Ich seufzte. »Du weißt, dass dieser Hühnerkampf zwischen euch beiden albern ist, oder?«

»Ich liebe Hühnerkampf, da kriege ich gar nicht genug von.«

Das Schrillen der Glocke verkündete das Pausenende. Während Laboe ein so waschechtes Hahnenkrähen von sich gab, dass der halbe Schulhof sich nach ihr umdrehte, suchte ich Moritz’ Blick.

»Sollen wir heute Nachmittag was zusammen machen?« Es setzte mir zu, wie schmal er in diesem Mantel aussah. Als wir ihn im Herbst zusammen gekauft hatten, hatte er ihn noch problemlos ausgefüllt.

»Das geht leider nicht, mein Vater will heute etwas mit mir unternehmen, Vater-Sohn-Zeit, Kino oder so. Vermutlich krönt er das Ganze mit einem ellenlangen und sinnbefreiten Gespräch im Anschluss.«

»Armer Moritz, obwohl Kinobesuch doch deutlich besser ist, als wenn er dich wieder zu einem Cellovorspiel schleppen würde.« Moritz Eltern waren der festen Überzeugung, dass er unbedingt etwas aus der einzigen Leidenschaft, die sie nachvollziehen konnten, machen musste.
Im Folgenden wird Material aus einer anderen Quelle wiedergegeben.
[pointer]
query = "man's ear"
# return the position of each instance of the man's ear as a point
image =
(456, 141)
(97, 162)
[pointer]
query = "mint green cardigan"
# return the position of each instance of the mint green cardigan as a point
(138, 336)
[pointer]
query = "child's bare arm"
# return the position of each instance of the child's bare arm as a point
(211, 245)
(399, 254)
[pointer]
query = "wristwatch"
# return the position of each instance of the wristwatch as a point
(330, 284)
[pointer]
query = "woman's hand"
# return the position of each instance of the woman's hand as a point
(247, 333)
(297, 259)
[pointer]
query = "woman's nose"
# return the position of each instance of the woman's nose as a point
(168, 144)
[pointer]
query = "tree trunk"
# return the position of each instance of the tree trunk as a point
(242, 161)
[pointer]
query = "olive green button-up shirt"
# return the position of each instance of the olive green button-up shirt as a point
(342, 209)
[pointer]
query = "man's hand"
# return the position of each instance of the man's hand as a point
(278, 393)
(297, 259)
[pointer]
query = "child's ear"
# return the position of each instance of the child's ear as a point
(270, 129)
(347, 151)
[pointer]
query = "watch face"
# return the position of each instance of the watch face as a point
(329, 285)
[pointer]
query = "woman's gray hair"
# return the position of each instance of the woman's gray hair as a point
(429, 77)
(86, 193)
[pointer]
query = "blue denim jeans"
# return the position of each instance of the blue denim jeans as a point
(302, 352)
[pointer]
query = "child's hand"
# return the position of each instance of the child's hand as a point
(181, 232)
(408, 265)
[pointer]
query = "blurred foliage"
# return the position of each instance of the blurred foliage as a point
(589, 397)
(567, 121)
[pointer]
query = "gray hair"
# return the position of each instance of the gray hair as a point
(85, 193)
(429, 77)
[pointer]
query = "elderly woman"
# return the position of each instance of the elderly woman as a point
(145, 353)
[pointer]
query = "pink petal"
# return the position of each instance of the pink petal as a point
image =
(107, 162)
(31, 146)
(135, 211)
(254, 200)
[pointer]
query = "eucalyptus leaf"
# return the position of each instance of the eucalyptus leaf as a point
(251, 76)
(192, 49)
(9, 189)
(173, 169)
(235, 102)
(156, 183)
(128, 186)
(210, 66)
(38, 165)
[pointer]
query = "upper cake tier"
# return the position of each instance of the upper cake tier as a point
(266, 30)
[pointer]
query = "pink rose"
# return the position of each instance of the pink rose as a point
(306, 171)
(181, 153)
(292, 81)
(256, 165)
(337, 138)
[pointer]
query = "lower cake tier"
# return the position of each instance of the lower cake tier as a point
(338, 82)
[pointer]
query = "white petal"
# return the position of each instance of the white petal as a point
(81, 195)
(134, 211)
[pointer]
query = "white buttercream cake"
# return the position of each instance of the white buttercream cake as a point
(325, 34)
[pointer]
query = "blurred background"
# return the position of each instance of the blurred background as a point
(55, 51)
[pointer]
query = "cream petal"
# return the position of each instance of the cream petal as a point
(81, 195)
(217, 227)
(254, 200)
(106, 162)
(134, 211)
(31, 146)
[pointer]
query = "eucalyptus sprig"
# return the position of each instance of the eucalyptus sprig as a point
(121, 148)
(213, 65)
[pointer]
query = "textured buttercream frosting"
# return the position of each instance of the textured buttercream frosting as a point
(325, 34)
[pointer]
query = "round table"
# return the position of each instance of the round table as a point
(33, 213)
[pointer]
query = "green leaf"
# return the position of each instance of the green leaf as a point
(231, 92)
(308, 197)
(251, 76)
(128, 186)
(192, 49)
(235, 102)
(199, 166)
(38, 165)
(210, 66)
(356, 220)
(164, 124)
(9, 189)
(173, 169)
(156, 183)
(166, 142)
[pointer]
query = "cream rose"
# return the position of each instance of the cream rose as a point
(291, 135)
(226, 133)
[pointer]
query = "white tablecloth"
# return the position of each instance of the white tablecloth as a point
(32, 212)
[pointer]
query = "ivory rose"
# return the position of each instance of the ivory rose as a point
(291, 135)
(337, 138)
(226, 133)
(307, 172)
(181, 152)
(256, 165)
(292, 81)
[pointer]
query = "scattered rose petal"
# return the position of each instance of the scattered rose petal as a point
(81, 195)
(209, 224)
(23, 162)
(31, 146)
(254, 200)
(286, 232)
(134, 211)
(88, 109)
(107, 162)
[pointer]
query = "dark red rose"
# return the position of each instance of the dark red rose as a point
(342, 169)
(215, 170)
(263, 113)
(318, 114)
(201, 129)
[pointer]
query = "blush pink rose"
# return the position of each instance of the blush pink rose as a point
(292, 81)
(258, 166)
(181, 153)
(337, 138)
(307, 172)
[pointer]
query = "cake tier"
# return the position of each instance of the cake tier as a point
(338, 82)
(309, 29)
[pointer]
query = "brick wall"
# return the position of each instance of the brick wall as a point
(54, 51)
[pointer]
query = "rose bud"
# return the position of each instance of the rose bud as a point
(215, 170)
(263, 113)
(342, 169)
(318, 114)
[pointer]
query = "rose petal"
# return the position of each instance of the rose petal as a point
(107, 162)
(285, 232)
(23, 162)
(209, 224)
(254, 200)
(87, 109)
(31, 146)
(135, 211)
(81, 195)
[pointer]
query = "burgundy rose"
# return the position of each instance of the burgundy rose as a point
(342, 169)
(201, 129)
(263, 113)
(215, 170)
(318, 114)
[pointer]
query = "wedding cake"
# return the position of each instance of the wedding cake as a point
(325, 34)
Es war ihnen unbegreiflich, dass er zwar stundenlang mit seinem Cello zubrachte, es aber hasste, vor Publikum zu spielen.

»Moritz mag heute zwar vergeben sein, ich habe allerdings Zeit, mein Schnuckiputz.« Laboe lächelte herzallerliebst.
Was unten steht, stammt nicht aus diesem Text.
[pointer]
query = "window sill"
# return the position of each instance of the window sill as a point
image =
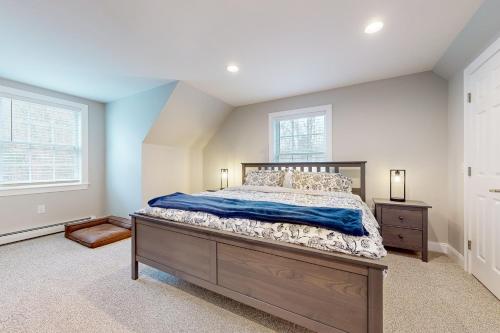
(46, 188)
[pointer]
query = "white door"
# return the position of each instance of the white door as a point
(483, 155)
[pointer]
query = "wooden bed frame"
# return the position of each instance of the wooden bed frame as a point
(319, 290)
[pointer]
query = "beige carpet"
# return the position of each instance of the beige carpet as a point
(51, 284)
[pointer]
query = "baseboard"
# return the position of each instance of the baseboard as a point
(45, 230)
(449, 250)
(456, 256)
(438, 247)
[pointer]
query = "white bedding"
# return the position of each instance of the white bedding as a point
(319, 238)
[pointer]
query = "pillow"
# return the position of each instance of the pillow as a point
(288, 179)
(265, 178)
(321, 181)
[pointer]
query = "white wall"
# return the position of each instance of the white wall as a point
(394, 123)
(456, 166)
(20, 212)
(128, 121)
(480, 32)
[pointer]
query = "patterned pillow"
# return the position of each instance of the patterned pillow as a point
(265, 178)
(322, 181)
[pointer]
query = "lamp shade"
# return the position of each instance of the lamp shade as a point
(398, 185)
(224, 178)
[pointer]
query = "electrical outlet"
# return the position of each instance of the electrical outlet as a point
(40, 209)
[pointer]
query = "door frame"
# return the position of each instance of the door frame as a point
(487, 54)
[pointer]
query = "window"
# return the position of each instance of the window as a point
(43, 143)
(301, 135)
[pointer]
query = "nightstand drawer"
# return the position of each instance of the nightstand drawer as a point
(402, 238)
(407, 217)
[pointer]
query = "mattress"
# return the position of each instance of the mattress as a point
(369, 246)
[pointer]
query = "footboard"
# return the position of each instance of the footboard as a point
(322, 291)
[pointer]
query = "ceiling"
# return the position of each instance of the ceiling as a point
(108, 49)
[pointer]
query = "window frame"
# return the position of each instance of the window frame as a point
(83, 184)
(299, 113)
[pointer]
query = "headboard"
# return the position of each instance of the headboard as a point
(355, 170)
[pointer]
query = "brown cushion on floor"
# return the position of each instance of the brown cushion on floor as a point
(99, 235)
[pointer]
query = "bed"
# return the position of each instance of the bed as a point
(309, 282)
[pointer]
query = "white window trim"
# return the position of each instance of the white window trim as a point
(306, 112)
(52, 187)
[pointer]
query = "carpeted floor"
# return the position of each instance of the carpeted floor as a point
(51, 284)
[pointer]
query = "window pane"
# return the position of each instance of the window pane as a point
(4, 119)
(301, 139)
(45, 144)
»Fein, dann treffen wir uns nach Schulschluss bei deinem Wagen«, willigte ich ein, verwundert über die Bezeichnung ›Schnuckiputz‹. Dann erst begriff ich, dass Becks hinter mir aufgetaucht war.

»Die Dame ist bereits vergeben, zumindest für den heutigen Nachmittag«, verkündete Laboe.
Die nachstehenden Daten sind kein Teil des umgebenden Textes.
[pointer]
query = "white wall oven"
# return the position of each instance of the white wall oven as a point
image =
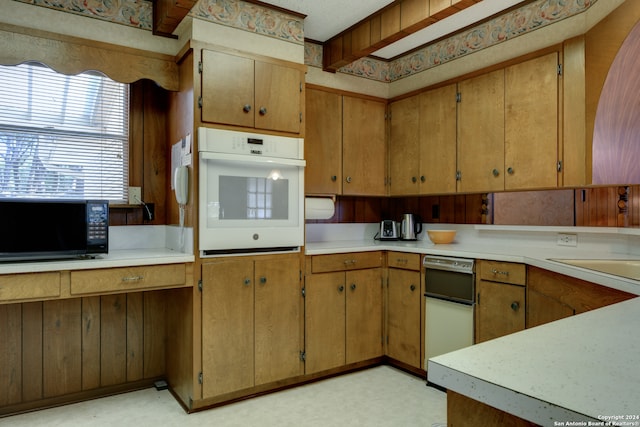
(251, 195)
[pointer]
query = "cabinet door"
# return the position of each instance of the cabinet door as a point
(404, 147)
(438, 141)
(277, 97)
(278, 309)
(500, 310)
(227, 89)
(363, 315)
(403, 316)
(227, 327)
(323, 142)
(324, 321)
(363, 147)
(481, 133)
(531, 124)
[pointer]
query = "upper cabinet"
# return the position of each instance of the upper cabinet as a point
(251, 93)
(344, 144)
(508, 128)
(363, 146)
(422, 148)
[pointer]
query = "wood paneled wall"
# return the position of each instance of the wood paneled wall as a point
(58, 351)
(617, 206)
(148, 158)
(456, 209)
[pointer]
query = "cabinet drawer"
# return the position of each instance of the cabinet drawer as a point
(127, 279)
(504, 272)
(14, 287)
(348, 261)
(404, 260)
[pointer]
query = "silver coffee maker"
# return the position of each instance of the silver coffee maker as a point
(411, 227)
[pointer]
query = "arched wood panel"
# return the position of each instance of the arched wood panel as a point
(616, 135)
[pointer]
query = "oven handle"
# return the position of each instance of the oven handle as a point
(247, 158)
(450, 299)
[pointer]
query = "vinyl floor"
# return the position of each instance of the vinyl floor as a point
(381, 396)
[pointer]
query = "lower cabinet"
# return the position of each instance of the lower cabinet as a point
(500, 299)
(343, 310)
(251, 322)
(404, 309)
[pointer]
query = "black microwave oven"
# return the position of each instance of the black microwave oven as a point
(52, 229)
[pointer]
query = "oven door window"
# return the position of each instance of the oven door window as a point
(239, 194)
(253, 198)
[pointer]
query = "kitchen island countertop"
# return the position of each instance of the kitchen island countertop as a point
(576, 370)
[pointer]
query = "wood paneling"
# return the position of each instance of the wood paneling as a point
(53, 350)
(72, 55)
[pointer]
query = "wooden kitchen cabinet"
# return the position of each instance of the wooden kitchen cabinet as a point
(323, 142)
(481, 133)
(422, 148)
(343, 310)
(553, 296)
(531, 124)
(253, 93)
(404, 309)
(344, 144)
(508, 128)
(250, 323)
(500, 299)
(363, 147)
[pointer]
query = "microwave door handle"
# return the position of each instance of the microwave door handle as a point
(245, 158)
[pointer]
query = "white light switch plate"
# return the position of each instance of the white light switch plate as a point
(135, 195)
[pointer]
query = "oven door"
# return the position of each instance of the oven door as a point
(244, 208)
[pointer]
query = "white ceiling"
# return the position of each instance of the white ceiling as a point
(327, 18)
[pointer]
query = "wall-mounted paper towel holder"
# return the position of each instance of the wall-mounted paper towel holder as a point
(319, 207)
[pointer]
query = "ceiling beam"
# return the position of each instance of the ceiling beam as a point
(167, 14)
(386, 26)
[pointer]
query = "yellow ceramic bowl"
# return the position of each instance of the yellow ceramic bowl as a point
(441, 236)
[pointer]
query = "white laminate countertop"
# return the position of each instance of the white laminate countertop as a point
(528, 245)
(116, 258)
(583, 368)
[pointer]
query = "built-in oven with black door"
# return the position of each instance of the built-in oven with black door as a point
(449, 304)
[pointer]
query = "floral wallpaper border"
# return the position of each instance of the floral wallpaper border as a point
(132, 13)
(251, 17)
(261, 20)
(523, 20)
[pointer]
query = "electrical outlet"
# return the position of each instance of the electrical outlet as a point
(135, 195)
(148, 212)
(567, 239)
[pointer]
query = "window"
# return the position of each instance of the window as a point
(61, 136)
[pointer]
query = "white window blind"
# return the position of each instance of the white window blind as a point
(64, 137)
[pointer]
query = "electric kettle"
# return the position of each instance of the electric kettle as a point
(411, 227)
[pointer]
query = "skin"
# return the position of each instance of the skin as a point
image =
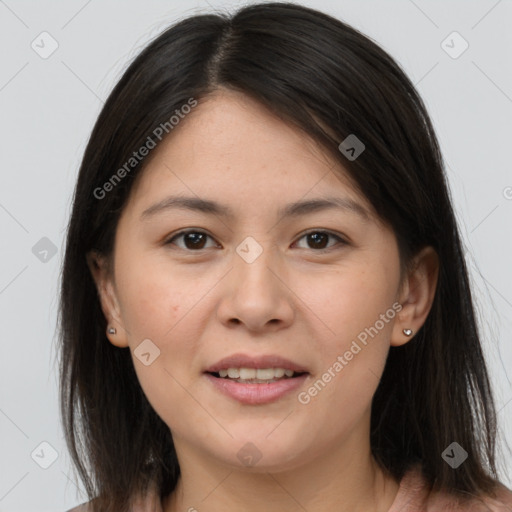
(200, 305)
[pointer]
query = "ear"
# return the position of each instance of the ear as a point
(103, 278)
(416, 295)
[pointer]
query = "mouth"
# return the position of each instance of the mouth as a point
(257, 379)
(256, 375)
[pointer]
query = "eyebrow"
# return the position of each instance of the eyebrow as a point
(296, 209)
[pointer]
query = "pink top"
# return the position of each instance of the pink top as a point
(413, 495)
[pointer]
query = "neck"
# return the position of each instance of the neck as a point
(343, 480)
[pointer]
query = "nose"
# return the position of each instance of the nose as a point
(256, 292)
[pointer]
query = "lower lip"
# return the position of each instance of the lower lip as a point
(253, 394)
Becks ignorierte sie, während sie mich beim Ellbogen packte und regelrecht abführte. Das hielt Laboe jedoch nicht davon ab, uns Luftküsse hinterherzuwerfen. Becks Kiefer mahlte, als sie ihren Platz im Englischkurs neben mir einnahm.

»Nun ärger dich doch nicht, für Laboe ist das ein Spiel, sie provoziert halt gern. Und du machst es ihr mit deiner abweisenden Art besonders leicht«, versuchte ich ihr zu erklären, obwohl ich wusste, dass die beiden wie Hund und Katze waren und keine Erklärung meinerseits irgendetwas besser machte.

Zuerst sah es so aus, als würde Becks nicht reagieren. Bedächtig strich sie ihren Pferdeschwanz glatt. Herr Wecken startete bereits in den Unterricht, als sie plötzlich flüsterte: »Jasmin Laboe ist wie ein Krankheit, die man nicht loswird.«

»Blödsinn! Und überhaupt: Du kennst sie ja nicht einmal«, raunte ich zurück.

Den Rest der Stunde verbrachte ich nicht mit »The Catcher in the Rye«, sondern mit der Frage, was genau Becks damit hatte sagen wollen. Sie hatte wütend, aber auch nachdenklich geklungen. Ich fand bis zum Ende der Stunde keine Lösung und war geradezu erleichtert, als sie sich rasch verabschiedete, um ihren Bus noch zu bekommen.